Template files must have the format “template.\<extension>”. This means that they must start with the word “template” followed immediately by a period and a filename extension.

You can experiment with templates to your heart’s content. You can easily revert to the original state of affairs by using the “Restore Built-in Notes Templates” button, and emptying the “custom templates” folder. This button sneds the contents of the built-in templates folder to the trash, and copies all the built-in templates from the Hook application folder back into the “Built-in Notes Templates” folder.

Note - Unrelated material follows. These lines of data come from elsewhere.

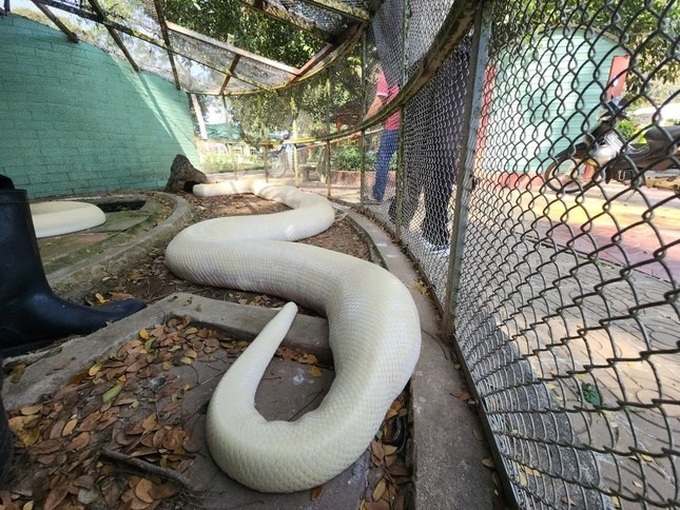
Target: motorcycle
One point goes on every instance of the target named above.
(607, 155)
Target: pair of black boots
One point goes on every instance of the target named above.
(31, 315)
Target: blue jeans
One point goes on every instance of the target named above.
(389, 141)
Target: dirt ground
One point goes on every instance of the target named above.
(152, 281)
(116, 435)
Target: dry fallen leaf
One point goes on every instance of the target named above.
(112, 392)
(142, 490)
(69, 427)
(55, 497)
(379, 490)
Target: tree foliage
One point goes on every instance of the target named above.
(250, 29)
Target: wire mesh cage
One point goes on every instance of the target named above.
(529, 164)
(566, 304)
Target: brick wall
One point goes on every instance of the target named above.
(73, 119)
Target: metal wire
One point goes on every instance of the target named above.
(563, 274)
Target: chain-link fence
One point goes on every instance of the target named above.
(528, 163)
(525, 194)
(525, 154)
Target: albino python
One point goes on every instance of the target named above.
(374, 334)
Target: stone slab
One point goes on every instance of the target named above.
(448, 443)
(287, 391)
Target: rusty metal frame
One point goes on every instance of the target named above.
(50, 15)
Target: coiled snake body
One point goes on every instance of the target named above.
(374, 335)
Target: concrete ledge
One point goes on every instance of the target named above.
(448, 446)
(51, 368)
(72, 281)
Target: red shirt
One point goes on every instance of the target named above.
(387, 92)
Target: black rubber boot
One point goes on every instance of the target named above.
(31, 315)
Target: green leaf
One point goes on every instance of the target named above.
(112, 392)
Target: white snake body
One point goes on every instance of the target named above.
(374, 335)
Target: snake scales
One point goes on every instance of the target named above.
(374, 335)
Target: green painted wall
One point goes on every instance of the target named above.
(547, 95)
(73, 119)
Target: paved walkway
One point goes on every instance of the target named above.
(448, 450)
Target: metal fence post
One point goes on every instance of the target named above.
(328, 132)
(364, 99)
(466, 162)
(399, 192)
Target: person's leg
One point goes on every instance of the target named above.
(389, 141)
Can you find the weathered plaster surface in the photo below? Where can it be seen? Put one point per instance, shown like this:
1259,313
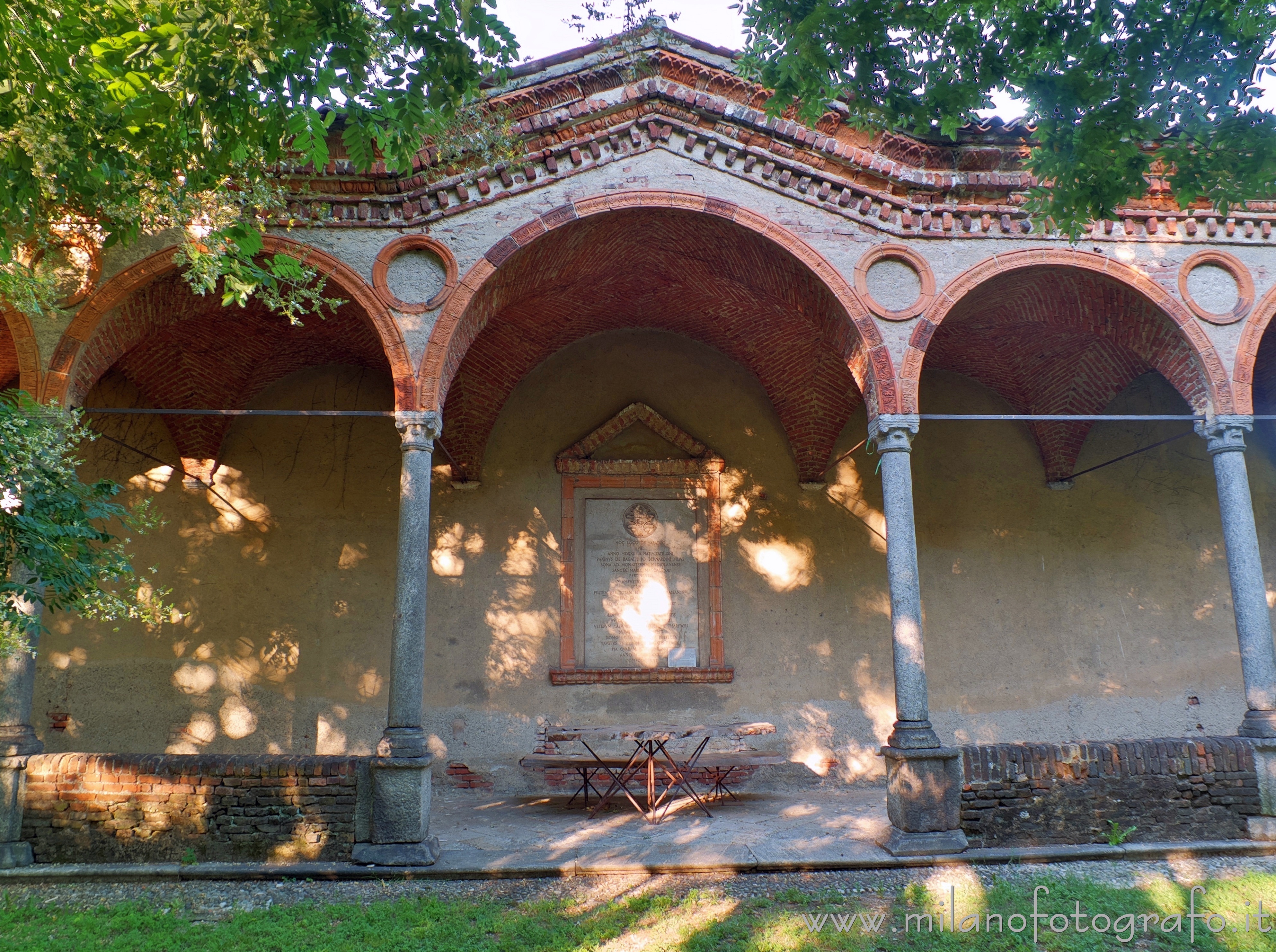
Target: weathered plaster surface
1094,613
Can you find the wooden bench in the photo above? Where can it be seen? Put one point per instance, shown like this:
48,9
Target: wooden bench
718,766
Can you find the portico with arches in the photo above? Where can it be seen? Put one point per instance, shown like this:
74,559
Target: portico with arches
961,506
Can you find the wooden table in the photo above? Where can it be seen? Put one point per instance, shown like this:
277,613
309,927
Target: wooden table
650,755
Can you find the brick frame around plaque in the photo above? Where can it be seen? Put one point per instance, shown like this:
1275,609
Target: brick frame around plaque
698,476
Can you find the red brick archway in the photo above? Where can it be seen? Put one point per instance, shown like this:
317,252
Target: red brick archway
1247,353
1063,332
100,335
700,267
20,354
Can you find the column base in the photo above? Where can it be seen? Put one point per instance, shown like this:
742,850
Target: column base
401,801
923,798
423,854
913,735
13,856
1257,724
937,844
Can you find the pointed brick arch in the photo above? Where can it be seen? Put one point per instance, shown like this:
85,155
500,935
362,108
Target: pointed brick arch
822,335
20,355
1247,351
91,345
1063,332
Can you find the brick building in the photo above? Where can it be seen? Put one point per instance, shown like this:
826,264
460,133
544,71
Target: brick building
676,303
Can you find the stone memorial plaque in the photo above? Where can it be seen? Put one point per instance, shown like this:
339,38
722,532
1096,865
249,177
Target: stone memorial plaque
641,583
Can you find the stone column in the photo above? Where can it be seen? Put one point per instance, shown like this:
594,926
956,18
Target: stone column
399,807
1226,440
923,776
18,742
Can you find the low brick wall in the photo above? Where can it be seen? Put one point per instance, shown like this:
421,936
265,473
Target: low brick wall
1176,789
111,808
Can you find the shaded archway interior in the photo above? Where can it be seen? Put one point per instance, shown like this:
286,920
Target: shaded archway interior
9,369
185,351
689,273
1058,340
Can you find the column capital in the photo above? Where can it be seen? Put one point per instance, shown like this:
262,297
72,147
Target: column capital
1226,434
894,432
420,428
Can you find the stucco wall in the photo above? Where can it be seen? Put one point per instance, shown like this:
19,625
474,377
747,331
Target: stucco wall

Removing apps from the “Hook to New” menu

If you would like to prevent a particular file-based app from showing up in the “Hook to New” menu, just make sure there is no file in the templates folder that has its extension. For example, if you want to prevent OmniGraffle from showing up in the “Hook to New” menu, just delete template.graffle from the “built-in templates” and “custom templates” folder.

Automatically adding a prefix and/or suffix to new notes

On the General preferences tab, you can also configure Hook to automatically add a prefix and/or a suffix to note files that it creates. This can make them easier to find with Spotlight or a launcher (such as Alfred or LaunchBar).

For example, you might configure Hook to prefix new note files with an opening square bracket ([)). Later, to quickly find this note without navigating links, just type “[” in a launcher, followed by part of the filename. Or use Spotlight. This strategy is explained in detail in the “Surf Strategically” chapter of Beaudoin’s ebook, Cognitive Productivity with macOS.

On the General preferences tab, you can also configure Hook to automatically apply the “Hook” Finder tag to files it creates or simply links. That way you can easily find all your Hook linked files using Spotlight. You can also use Spotlight to access a particular file you know you’ve tagged and which matches some other parameter (such as its date modified, name, or content).